Gran confusión. Unos rodean, tumultuosamente, al policía y otros al señor del chaleco blanco. Ambos gritan: «¡Señores, por Dios!»

El turista gordo.—Señor policía: ¡hemos sido víctimas de una impostura, de una granujada!

El pastor.—¡El joven de la roca es un infame, un criminal!

El policía.—¡Calma, señores, calma!... ¡Eh, amigo! (dirigiéndose al desconocido). ¿Está usted dispuesto a caer, o no?

El desconocido (resueltamente).—¡No, señor!

Voces.—¿Ve usted? ¡Es un cínico!

El turista alto.—Escriba usted, señor policía: «Explotando el santo amor al prójimo... ese sentimiento sagrado que...»

El turista gordo.—¿Oís, hijos míos? ¡Qué estilo!

El turista alto. —«Ese sentimiento sagrado que...»

Macha (melancólica).—Papá: ¡mira qué anuncio!

Aparece, seguido de un grupo de músicos, un sujeto que lleva en lo alto de un palo un cartel con este letrero, al pie de la efigie de un hombre de largos cabellos: «Yo era calvo.»

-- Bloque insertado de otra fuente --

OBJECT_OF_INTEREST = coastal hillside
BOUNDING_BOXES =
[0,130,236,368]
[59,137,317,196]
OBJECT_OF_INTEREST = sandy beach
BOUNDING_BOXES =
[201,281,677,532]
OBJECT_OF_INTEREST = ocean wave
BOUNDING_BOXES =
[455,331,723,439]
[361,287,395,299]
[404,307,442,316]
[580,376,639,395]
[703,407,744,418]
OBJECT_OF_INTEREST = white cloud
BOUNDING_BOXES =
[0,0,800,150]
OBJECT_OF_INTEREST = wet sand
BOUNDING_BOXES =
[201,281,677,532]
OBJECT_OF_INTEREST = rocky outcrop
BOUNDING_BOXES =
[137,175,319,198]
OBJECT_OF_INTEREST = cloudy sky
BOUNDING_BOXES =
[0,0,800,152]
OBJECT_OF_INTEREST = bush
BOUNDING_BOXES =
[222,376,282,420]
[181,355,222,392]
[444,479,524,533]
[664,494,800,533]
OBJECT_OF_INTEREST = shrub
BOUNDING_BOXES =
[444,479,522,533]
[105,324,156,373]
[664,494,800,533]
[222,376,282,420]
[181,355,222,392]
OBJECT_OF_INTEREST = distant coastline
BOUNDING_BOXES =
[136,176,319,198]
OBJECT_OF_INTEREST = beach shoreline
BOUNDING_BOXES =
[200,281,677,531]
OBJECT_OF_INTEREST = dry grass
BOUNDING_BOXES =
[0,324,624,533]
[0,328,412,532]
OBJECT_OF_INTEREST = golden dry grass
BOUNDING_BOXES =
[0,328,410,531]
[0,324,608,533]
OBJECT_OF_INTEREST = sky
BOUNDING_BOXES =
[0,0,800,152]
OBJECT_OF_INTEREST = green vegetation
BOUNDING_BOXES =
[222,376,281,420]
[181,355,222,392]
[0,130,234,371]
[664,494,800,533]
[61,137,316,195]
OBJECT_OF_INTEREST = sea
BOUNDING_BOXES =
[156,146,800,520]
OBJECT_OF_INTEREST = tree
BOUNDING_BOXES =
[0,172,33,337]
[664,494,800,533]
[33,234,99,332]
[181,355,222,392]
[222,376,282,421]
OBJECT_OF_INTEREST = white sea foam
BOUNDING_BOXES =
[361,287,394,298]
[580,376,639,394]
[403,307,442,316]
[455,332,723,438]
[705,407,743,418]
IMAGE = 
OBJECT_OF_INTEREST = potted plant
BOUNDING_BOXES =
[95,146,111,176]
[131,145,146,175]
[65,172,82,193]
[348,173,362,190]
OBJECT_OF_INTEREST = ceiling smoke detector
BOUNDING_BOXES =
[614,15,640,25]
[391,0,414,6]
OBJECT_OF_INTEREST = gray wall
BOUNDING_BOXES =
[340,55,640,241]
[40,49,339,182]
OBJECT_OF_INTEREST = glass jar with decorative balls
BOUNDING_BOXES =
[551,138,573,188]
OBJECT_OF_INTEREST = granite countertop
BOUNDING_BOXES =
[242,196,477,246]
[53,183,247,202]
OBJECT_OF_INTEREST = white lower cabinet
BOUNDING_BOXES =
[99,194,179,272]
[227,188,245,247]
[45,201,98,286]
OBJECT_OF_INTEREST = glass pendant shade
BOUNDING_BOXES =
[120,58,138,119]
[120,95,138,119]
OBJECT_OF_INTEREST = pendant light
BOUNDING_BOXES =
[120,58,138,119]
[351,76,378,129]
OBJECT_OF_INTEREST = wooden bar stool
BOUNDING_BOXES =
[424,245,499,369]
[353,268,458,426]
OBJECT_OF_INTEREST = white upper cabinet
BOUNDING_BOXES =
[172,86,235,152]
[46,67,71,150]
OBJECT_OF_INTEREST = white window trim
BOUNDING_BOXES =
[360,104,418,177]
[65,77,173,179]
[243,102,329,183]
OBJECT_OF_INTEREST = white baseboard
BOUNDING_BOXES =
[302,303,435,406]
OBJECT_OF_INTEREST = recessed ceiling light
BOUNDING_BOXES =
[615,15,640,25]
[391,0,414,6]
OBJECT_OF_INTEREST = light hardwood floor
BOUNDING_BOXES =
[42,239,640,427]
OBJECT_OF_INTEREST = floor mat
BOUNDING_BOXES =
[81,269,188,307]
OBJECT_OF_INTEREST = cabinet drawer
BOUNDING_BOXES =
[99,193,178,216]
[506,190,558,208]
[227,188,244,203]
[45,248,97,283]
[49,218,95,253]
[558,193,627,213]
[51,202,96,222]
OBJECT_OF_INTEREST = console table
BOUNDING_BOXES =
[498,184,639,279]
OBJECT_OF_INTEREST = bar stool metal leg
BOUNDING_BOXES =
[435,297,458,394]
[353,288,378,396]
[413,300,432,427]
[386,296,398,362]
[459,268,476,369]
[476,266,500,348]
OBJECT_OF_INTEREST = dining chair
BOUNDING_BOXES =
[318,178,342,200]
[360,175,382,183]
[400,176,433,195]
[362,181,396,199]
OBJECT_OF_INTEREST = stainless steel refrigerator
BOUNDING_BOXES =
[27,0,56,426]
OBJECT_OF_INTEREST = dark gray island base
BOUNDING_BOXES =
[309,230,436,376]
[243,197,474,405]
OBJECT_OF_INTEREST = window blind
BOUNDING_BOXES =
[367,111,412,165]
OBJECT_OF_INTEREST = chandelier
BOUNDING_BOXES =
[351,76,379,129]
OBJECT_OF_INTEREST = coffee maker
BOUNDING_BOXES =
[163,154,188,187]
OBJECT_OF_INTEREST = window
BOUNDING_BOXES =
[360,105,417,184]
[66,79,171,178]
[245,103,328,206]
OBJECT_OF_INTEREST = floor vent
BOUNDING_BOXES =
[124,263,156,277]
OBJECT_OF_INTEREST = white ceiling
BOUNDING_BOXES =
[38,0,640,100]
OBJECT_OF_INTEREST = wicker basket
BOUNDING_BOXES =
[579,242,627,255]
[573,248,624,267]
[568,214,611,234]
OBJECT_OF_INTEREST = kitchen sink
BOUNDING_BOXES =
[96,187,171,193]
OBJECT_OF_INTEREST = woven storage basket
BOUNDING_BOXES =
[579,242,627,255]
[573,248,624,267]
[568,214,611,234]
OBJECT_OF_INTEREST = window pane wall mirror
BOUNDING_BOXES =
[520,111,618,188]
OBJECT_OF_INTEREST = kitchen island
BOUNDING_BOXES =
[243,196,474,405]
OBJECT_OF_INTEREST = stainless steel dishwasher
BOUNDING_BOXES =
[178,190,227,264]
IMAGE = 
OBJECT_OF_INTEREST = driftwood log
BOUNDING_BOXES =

El sujeto del cartel (deteniéndose y a grito herido).—Nací calvo y seguí mucho tiempo siéndolo. Me casé con la cabeza monda como una perinola, y mi mujer...

Todos escuchan atentísimos, incluso el policía.

El turista gordo.—¡Qué tragedia! ¡Recién casado y calvo!

El sujeto del cartel (enfáticamente).—Mi dicha doméstica, señores, llegó a estar en peligro. Todos los pretendidos remedios contra la calvicie que industriales sin conciencia...

El turista gordo.—Toma nota, Petka!

La señora belicosa.—¿Pero cae ese joven, o no?

El señor del chaleco blanco.—Otro día caerá, señora. Le prometo a usted que cuando vuelva a utilizarle no le ataré tan a conciencia.